Saturday night was a repeat of Wednesday. They stayed out later, and upon their return they took possession of the living room for at least an hour before they started their routine about the going-home process. With minor variations in the dialog, and with longer and more frequent silences, it almost followed the Wednesday night script. The variation puzzled James even more. This session went according to program for a while until Tim Fisher admitted with regret that it was, indeed, time for him to depart. At which juncture Mrs. Bagley did not leap to her feet to accept his offer to do that which she had been asking him to do for a half hour. Mrs. Bagley compounded the affair by sighing deeply and agreeing with him that it was a shame that it was so late and that she, too, wished that he could stay a little longer. This, of course, put them precisely where they were a half hour earlier and they had to start the silly business all over again.

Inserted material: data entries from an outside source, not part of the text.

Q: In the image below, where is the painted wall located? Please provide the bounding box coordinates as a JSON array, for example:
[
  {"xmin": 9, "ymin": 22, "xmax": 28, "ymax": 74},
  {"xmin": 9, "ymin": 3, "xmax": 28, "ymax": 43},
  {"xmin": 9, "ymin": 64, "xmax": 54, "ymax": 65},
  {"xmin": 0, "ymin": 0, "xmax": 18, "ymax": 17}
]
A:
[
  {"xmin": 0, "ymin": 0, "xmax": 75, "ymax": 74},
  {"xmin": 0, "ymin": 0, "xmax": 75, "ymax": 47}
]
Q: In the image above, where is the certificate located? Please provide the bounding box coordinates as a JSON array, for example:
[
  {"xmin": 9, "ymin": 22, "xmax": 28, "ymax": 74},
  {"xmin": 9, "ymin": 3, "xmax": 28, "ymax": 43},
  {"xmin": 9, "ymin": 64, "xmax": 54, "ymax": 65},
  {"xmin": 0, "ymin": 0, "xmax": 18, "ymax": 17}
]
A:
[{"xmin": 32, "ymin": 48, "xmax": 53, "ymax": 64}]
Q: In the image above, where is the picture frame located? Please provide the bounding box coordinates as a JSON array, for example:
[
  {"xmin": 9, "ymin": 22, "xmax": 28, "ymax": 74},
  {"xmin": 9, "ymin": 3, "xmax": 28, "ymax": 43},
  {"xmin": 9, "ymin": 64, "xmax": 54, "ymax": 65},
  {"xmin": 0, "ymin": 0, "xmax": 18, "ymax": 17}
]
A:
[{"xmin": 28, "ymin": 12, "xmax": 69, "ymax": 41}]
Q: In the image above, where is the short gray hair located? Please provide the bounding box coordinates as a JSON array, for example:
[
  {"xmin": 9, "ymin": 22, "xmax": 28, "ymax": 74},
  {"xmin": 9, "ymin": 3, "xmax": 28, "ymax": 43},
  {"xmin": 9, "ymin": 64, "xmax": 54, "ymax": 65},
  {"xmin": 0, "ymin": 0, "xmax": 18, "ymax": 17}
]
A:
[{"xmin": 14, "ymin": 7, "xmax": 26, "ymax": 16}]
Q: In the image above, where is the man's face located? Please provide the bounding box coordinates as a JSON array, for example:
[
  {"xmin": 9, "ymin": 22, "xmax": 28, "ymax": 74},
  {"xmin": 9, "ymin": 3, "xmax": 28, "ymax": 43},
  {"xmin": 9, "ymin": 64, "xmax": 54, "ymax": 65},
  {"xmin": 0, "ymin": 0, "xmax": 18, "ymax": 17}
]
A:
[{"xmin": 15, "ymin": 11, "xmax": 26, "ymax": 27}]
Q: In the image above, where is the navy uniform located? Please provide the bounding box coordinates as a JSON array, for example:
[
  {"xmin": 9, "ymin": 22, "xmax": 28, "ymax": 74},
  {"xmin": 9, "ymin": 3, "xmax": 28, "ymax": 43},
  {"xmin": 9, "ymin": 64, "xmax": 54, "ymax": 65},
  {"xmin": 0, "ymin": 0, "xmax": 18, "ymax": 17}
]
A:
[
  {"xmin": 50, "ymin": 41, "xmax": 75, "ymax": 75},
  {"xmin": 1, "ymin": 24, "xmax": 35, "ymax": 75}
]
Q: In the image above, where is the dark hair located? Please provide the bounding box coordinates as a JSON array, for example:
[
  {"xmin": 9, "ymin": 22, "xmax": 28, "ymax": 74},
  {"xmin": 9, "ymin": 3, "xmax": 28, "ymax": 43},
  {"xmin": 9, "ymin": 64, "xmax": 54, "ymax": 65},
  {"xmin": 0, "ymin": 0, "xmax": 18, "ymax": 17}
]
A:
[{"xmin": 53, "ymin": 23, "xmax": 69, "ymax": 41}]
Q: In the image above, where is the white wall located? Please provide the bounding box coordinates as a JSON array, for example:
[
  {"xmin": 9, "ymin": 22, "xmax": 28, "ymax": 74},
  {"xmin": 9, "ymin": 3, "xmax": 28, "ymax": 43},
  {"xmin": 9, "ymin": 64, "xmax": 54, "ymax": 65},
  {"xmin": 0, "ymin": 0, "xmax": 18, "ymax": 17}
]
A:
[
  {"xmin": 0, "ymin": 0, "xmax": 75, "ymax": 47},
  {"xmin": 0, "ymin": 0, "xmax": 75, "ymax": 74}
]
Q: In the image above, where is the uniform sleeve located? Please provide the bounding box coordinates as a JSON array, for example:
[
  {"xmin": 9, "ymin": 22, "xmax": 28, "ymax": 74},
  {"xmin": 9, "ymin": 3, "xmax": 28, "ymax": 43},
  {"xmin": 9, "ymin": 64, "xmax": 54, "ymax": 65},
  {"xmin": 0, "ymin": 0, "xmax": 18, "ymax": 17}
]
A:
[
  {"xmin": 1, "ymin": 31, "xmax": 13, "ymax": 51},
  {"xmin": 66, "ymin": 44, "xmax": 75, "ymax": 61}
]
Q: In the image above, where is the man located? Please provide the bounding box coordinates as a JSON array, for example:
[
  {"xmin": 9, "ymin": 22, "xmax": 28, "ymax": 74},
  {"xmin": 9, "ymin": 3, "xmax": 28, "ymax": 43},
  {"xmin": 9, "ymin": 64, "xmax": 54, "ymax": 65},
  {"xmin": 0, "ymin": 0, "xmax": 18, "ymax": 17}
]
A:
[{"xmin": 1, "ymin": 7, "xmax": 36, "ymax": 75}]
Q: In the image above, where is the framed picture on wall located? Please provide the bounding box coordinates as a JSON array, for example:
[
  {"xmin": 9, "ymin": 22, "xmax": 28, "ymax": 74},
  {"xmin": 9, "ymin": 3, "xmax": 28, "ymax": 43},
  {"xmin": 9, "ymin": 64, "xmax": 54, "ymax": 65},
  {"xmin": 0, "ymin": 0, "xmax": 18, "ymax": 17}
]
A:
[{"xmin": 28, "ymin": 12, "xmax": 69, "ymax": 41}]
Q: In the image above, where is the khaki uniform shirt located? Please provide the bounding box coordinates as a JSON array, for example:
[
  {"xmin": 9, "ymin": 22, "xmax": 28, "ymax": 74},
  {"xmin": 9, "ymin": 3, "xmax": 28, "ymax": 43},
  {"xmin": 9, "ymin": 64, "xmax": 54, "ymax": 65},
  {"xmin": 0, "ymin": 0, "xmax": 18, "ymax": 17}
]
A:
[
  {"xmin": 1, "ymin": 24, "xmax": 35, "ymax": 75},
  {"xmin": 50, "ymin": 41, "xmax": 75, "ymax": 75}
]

They parted after a final fifteen-minute discussion at the front door. This discussion covered Sunday, Monday, Tuesday, and finally came to agreement on Wednesday.

And so James Holden went to bed that night fully convinced that in a town of approximately two thousand people—he did not count the two or three hundred A.E.C.-College group as part of the problem—there were entirely too few attractive leftovers from which Mrs. Bagley could choose.

But as this association grew, it puzzled him even more. For in his understanding, any person forced to accept a second-rate choice does so with an air of resignation, but not with a cheerful smile, a sparkle in the eyes, and two hours of primping.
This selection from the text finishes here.